Il ruolo dei media nel processo di graduale imbarbarimento della società italiana è molto potente e molto spesso misconosciuto. Ciò accade, come purtroppo è normale che sia, quando tutta la società – tutta – ha smarrito ogni spinta etica e si occupa esclusivamente della propria sopravvivenza fisica.
Sui casi che riguardano la salute dei cittadini, un tema molto sentito da tutti per ovvie ragioni, la cautela dovrebbe essere obbligatoria, mentre da noi accade l’esatto contrario. I media si buttano sulla preda con la maggior velocità possibile perché il boccone è particolarmente prelibato. Eppure essere cauti in casi del genere sarebbe importante per almeno due ragioni: per una forma di rispetto nei confronti delle vittime e di un mestiere complicato che ogni giorno salva la vita silenziosamente a migliaia di persone e perché, molto spesso, l’esperienza ci indica che le cose raramente sono come appaiono ad un primo sguardo.
Quando Repubblica, il più letto sito informativo italiano, pubblica un titolo del genere applica una cinica strategia per attirare a sé i lettori, opponendosi alla verità (della quale sapremo forse qualcosa più avanti) e ad ogni principio di cautela e terzietà.

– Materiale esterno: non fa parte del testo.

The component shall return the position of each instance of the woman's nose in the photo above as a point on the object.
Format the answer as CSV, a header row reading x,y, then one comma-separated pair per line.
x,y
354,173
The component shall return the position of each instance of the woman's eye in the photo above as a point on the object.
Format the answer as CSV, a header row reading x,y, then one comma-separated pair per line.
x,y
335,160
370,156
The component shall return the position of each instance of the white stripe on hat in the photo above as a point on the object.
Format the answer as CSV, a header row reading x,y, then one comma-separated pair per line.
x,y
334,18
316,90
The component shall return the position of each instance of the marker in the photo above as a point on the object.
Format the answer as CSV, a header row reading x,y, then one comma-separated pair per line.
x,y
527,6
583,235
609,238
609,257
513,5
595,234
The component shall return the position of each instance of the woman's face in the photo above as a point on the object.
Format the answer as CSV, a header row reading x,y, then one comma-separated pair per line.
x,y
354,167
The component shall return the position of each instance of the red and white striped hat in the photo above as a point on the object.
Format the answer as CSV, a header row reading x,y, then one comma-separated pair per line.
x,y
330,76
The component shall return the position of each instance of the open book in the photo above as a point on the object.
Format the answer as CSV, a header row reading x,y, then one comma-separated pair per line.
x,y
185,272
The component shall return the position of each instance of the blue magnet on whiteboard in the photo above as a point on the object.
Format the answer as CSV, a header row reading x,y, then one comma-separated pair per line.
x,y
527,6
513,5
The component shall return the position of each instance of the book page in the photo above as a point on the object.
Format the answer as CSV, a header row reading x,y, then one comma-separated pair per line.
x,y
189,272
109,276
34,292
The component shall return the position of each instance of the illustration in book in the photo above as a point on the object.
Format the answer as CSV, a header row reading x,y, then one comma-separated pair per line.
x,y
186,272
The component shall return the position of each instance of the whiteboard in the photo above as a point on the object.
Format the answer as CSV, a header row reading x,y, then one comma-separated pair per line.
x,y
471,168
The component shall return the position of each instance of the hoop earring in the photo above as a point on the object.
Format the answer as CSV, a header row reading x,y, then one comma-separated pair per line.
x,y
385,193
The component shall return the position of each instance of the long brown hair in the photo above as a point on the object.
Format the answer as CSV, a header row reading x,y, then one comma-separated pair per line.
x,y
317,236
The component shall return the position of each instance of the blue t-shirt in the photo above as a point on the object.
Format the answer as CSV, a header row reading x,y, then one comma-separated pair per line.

Nessuno ovviamente cura un infarto con un antidolorifico, ma una simile frase, assieme alla foto della giovane vittima uccisa dai medici incompetenti, è ormai diventato un classico della spazzatura giornalistica italiana.
Ai giornali italiani in fondo la verità non interessa, non gli interessa la reputazione dei soggetti in campo, meno che meno uno sguardo generale sul mondo, tutti elementi che consiglierebbero cautele ulteriori da applicare quando ci si occupa di eventi dolorosi. A Repubblica interessa la propria sopravvivenza ed il proprio ruolo di potere nello scenario pubblico, anche al prezzo di una informazione ormai destituita di ogni reputazione. È un tentativo di affermazione di sé sopra la vita degli altri: quale sia il prezzo da pagare a Repubblica non interessa.